The device looks like a long, thin, flexible wand, around which is a tightly wrapped compression balloon covered by a removable sheath. Once a medic inserts the device into the wound, he can inflate it with a hand pump or syringe to a maximum of eight inches long and two inches wide. The balloon conforms to the shape and size of the wound, putting pressure on its walls to stanch bleeding until the patient can be transported to an operating room.

Thousands of people die on the streets and battlefield every day because of stab wounds and gunshot wounds that result in uncontrolled bleeding, says Joseph Garfield, an associate professor of anesthesiology at Harvard Medical School and Brigham and Women’s Hospital in Boston. “Ramsey has developed an ingenious device to combat this problem.”

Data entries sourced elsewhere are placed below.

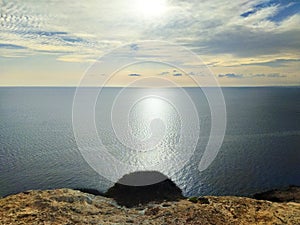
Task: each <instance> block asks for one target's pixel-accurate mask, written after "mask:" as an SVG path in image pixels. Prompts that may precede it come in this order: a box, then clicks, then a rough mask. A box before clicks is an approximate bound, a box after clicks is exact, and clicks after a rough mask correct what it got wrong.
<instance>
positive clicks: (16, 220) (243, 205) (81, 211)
mask: <svg viewBox="0 0 300 225" xmlns="http://www.w3.org/2000/svg"><path fill="white" fill-rule="evenodd" d="M292 192H293V193H295V190H294V189H293V191H292ZM71 199H72V200H71ZM87 199H90V200H91V202H90V203H88V200H87ZM208 203H209V204H208ZM163 205H168V206H169V207H164V206H163ZM140 208H141V209H143V210H142V211H141V210H137V209H136V208H135V207H132V208H126V207H117V205H116V203H115V201H114V200H113V199H110V198H106V197H104V196H92V195H90V194H87V193H83V192H79V191H74V190H70V189H56V190H48V191H47V190H46V191H28V192H26V193H19V194H16V195H11V196H7V197H5V198H2V199H0V224H1V225H8V224H14V225H19V224H53V225H60V224H70V225H71V224H79V225H80V224H233V225H235V224H236V225H246V224H247V225H248V224H249V225H251V224H290V225H295V224H300V203H297V202H284V203H278V202H270V201H265V200H256V199H252V198H246V197H234V196H219V197H214V196H205V197H199V198H197V203H193V202H191V201H189V200H187V199H180V200H178V201H165V202H163V203H151V204H145V205H143V206H142V207H140Z"/></svg>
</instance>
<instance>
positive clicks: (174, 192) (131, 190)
mask: <svg viewBox="0 0 300 225" xmlns="http://www.w3.org/2000/svg"><path fill="white" fill-rule="evenodd" d="M149 177H151V178H149ZM153 177H158V178H159V179H158V180H162V181H161V182H159V183H155V184H151V185H146V186H129V185H124V183H128V182H127V181H128V180H130V182H134V181H135V179H136V180H139V181H138V182H141V179H144V180H151V179H153ZM105 196H107V197H110V198H113V199H115V200H116V202H117V203H118V204H120V205H123V206H126V207H134V206H138V205H139V204H142V205H143V204H147V203H149V202H156V203H159V202H164V201H165V200H168V201H176V200H179V199H183V196H182V192H181V190H180V188H178V187H177V186H176V184H174V183H173V182H172V181H171V180H170V179H168V178H167V177H166V176H164V175H163V174H161V173H158V172H149V171H147V172H135V173H131V174H128V175H125V176H124V177H122V178H121V179H120V180H119V182H118V183H116V184H115V185H114V186H113V187H111V188H110V189H109V190H108V191H107V192H106V193H105Z"/></svg>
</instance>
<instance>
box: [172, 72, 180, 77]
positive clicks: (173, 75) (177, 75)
mask: <svg viewBox="0 0 300 225" xmlns="http://www.w3.org/2000/svg"><path fill="white" fill-rule="evenodd" d="M173 76H174V77H180V76H182V73H174V74H173Z"/></svg>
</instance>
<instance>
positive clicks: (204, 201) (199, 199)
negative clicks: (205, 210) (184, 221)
mask: <svg viewBox="0 0 300 225" xmlns="http://www.w3.org/2000/svg"><path fill="white" fill-rule="evenodd" d="M198 202H199V203H200V204H209V200H208V198H205V197H199V198H198Z"/></svg>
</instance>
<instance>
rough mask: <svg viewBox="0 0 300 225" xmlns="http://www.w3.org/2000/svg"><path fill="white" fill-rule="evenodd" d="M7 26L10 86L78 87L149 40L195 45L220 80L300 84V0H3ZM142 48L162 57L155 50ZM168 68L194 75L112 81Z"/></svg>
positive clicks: (284, 84) (8, 81) (124, 82)
mask: <svg viewBox="0 0 300 225" xmlns="http://www.w3.org/2000/svg"><path fill="white" fill-rule="evenodd" d="M0 24H1V26H0V68H1V70H0V85H2V86H7V85H8V86H15V85H43V86H45V85H46V86H47V85H50V86H73V85H76V84H78V82H79V81H80V78H81V77H82V76H83V74H84V72H85V71H86V70H87V68H89V66H90V65H92V64H93V63H94V62H95V61H96V60H97V59H98V58H99V57H100V56H101V55H103V54H106V53H107V52H110V51H112V50H113V49H116V48H118V47H120V46H123V45H124V44H129V45H130V46H131V47H130V50H129V51H128V52H127V53H126V52H125V53H124V54H125V55H126V54H128V55H130V54H131V53H130V51H143V50H142V49H140V48H139V45H138V44H137V43H138V42H139V41H142V40H158V41H168V42H170V43H174V44H177V45H179V46H183V47H185V48H187V49H189V50H191V51H193V52H194V53H195V54H197V55H198V56H199V57H200V58H201V59H202V60H203V62H205V64H206V65H208V67H209V68H210V69H211V71H212V72H213V74H214V76H215V78H216V79H217V81H218V82H219V83H220V85H224V86H227V85H228V86H248V85H249V86H253V85H254V86H256V85H300V74H299V70H300V26H299V25H300V1H298V0H291V1H288V0H286V1H285V0H270V1H263V0H252V1H248V0H240V1H231V0H204V1H196V0H188V1H177V0H172V1H171V0H152V1H150V0H149V1H143V0H128V1H122V0H110V1H108V0H101V1H100V0H99V1H97V0H91V1H84V2H83V1H76V2H70V1H64V0H63V1H34V0H28V1H15V0H11V1H5V0H0ZM141 54H143V55H144V57H145V58H147V57H149V58H151V60H155V56H153V51H151V49H148V51H144V52H143V53H141ZM156 54H161V55H164V54H168V53H167V52H165V51H163V52H160V53H159V52H157V51H156ZM172 54H173V55H172V57H174V59H176V60H175V61H177V62H178V63H179V64H180V61H181V60H182V61H184V59H183V58H181V57H182V56H181V55H180V52H178V53H177V54H176V53H172ZM110 66H111V67H113V66H114V65H113V63H112V65H110ZM116 69H117V68H116ZM186 72H188V73H189V74H193V73H196V72H195V71H193V69H191V71H186ZM161 74H164V77H167V78H168V79H170V80H175V79H176V82H179V83H180V79H182V80H184V79H185V76H188V75H187V74H183V73H181V72H177V73H174V72H172V68H168V69H167V68H165V67H164V66H162V67H161V68H157V66H153V69H152V70H151V66H149V65H147V68H142V67H141V66H138V67H136V68H131V70H124V71H121V72H120V76H119V79H120V80H118V79H115V81H114V82H115V84H112V85H125V84H126V82H131V81H132V80H134V79H140V78H141V77H144V76H154V75H155V76H156V75H157V76H161ZM107 76H108V75H107ZM183 83H184V82H183ZM185 84H186V83H185Z"/></svg>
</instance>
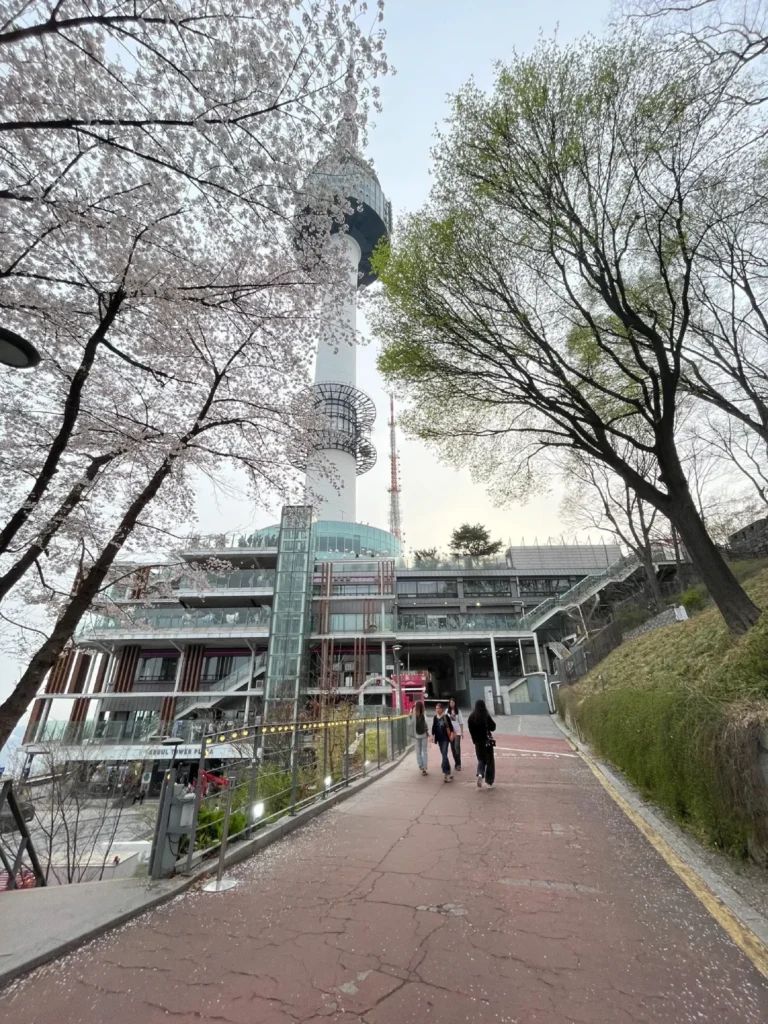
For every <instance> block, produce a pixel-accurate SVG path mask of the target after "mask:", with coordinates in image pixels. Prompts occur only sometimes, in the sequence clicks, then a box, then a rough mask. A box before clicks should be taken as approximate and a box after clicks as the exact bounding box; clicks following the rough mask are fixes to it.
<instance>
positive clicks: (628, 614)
mask: <svg viewBox="0 0 768 1024" xmlns="http://www.w3.org/2000/svg"><path fill="white" fill-rule="evenodd" d="M652 614H655V612H652V611H649V610H648V609H647V608H644V607H642V606H641V605H637V604H633V605H630V606H629V607H626V608H622V609H621V610H620V611H617V612H616V616H615V622H616V624H617V625H618V626H621V628H622V630H623V632H625V633H629V632H630V630H634V629H637V627H638V626H642V625H643V623H647V621H648V620H649V618H650V617H651V615H652Z"/></svg>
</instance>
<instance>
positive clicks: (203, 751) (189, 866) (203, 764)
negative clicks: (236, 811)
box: [186, 739, 206, 871]
mask: <svg viewBox="0 0 768 1024" xmlns="http://www.w3.org/2000/svg"><path fill="white" fill-rule="evenodd" d="M205 766H206V744H205V739H203V740H202V741H201V744H200V761H199V762H198V784H197V785H196V786H195V811H194V817H193V827H191V829H190V830H189V839H188V841H187V847H186V870H187V871H190V870H191V859H193V854H194V853H195V841H196V839H197V836H198V819H199V817H200V805H201V803H202V800H203V773H204V772H205Z"/></svg>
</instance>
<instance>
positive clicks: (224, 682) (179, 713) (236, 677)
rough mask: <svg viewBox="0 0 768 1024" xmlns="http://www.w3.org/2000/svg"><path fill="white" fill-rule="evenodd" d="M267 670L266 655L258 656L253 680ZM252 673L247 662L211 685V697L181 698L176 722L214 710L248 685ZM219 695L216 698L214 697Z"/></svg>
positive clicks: (262, 673)
mask: <svg viewBox="0 0 768 1024" xmlns="http://www.w3.org/2000/svg"><path fill="white" fill-rule="evenodd" d="M265 668H266V653H265V652H264V653H261V654H258V655H257V657H256V659H255V660H254V665H253V679H256V678H257V677H258V676H261V675H263V674H264V669H265ZM250 673H251V663H250V662H247V663H246V664H245V665H241V666H240V668H238V669H236V670H234V672H230V673H229V675H228V676H224V678H223V679H219V680H218V681H217V682H215V683H213V684H212V685H211V688H210V689H209V690H208V691H207V693H209V694H210V696H206V697H203V696H194V697H187V698H186V699H185V700H184V699H183V698H179V700H178V703H177V706H176V715H175V718H176V721H178V720H179V719H181V718H185V717H186V716H187V715H189V714H190V713H191V712H194V711H199V710H205V709H207V708H214V707H215V706H216V705H217V703H218V701H219V700H222V699H223V698H224V697H226V696H229V695H230V694H231V693H232V692H233V691H234V690H238V689H240V688H241V687H242V686H244V685H247V684H248V682H249V679H250ZM215 694H218V696H216V697H215V698H214V695H215Z"/></svg>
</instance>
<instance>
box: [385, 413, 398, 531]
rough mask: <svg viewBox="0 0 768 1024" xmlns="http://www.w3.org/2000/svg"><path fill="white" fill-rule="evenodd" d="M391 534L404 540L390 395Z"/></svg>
mask: <svg viewBox="0 0 768 1024" xmlns="http://www.w3.org/2000/svg"><path fill="white" fill-rule="evenodd" d="M387 489H388V490H389V532H390V534H393V535H394V536H395V537H396V538H397V540H398V541H401V540H402V526H401V523H400V474H399V458H398V456H397V438H396V436H395V420H394V395H393V394H391V393H390V395H389V486H388V487H387Z"/></svg>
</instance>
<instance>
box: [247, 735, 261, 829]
mask: <svg viewBox="0 0 768 1024" xmlns="http://www.w3.org/2000/svg"><path fill="white" fill-rule="evenodd" d="M260 731H261V729H260V727H259V726H258V725H257V726H256V727H255V729H254V732H253V751H252V752H251V784H250V785H249V787H248V821H249V827H248V838H249V839H250V838H251V836H252V834H253V826H254V824H255V821H254V818H253V807H254V804H255V803H256V769H257V767H258V756H257V751H258V749H259V732H260Z"/></svg>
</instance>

Ramsey has successfully tested the device in 200-pound pigs, and is currently trying to work with the military to conduct more extensive tests.

“The device is ready to be in the field tomorrow,” says Rutledge Ellis-Behnke, a researcher at MIT, who is also building materials to stop bleeding. He says the new device does have some issues. For example, anyone using the device would need to avoid further damaging tissue while navigating the wound track. Also, a medic using the device could drive shrapnel across a healthy artery and accidentally sever it, he says. But, Ellis-Behnke adds, the device addresses a problem that right now has no solution. “The deployment of it will save lives,” he says.

The balloon is made of two walls of material: the outer wall is nylon coated on the inside with polyurethane; the inner wall is a layer of soft polyurethane. The design makes the balloon resistant to punctures from sharp objects, like shrapnel, that might be inside the wound. The balloon will also conform to the shape of the wound and compress it. Similar balloon devices, used mostly in operating rooms, “stretch when inflated, but they want to take their ‘natural’ shape, and do not therefore contour to fit the wound track,” says Ramsey.

In pieces: The TourniCath (middle, product packaging) looks like a long, thin plastic tube (bottom). It is comprised of a catheter around which is a tightly wrapped compression balloon covered by a removable sheath. When deployed into a simulated wound track (top), the inflated balloon conforms to the shape of the wound.

The CardioCommand device was developed for areas where conventional tourniquets cannot be applied, such as the groin or shoulder. But even tourniquets have drawbacks because they can’t be left on for more than 30 minutes and can cause secondary tissue damage. The new device was also made for puncture wounds too deep and severe for traditional methods of treatment.

The device is part of a recent effort to develop more effective methods to control bleeding from severe trauma. For example, the U.S. military uses a bandage made by HemCon that has chitosan, a blood-clotting agent, to seal a wound and stop the hemorrhaging. The military also uses QuickClot, a pourable product that uses zeolite-based agents to soak up the blood and adhere to the tissue at and around the wound site. Newer methods still in development include a pouch, built by Aurora Flight Sciences, that swells when put inside an injury, and nanoparticles designed to mimic the clotting capability of blood platelets. The nanoparticle research is led by Erin Lavik, a bioengineer at Case Western University in Cleveland.

But, says Ellis-Behnke, “All of these have drawbacks.” They can swell bigger than the wound, putting pressure on and damaging vital organs, or cause clots that can travel to other areas of the body, he says. Also, most are not biodegradable, he says.

No device is as well directed toward the problem of hemorrhage control as CardioCommand’s device, says Steven Glorsky, a trauma surgeon at Brooke Army Medical Center in San Antonio, TX. “This could have huge benefits on the battlefield.”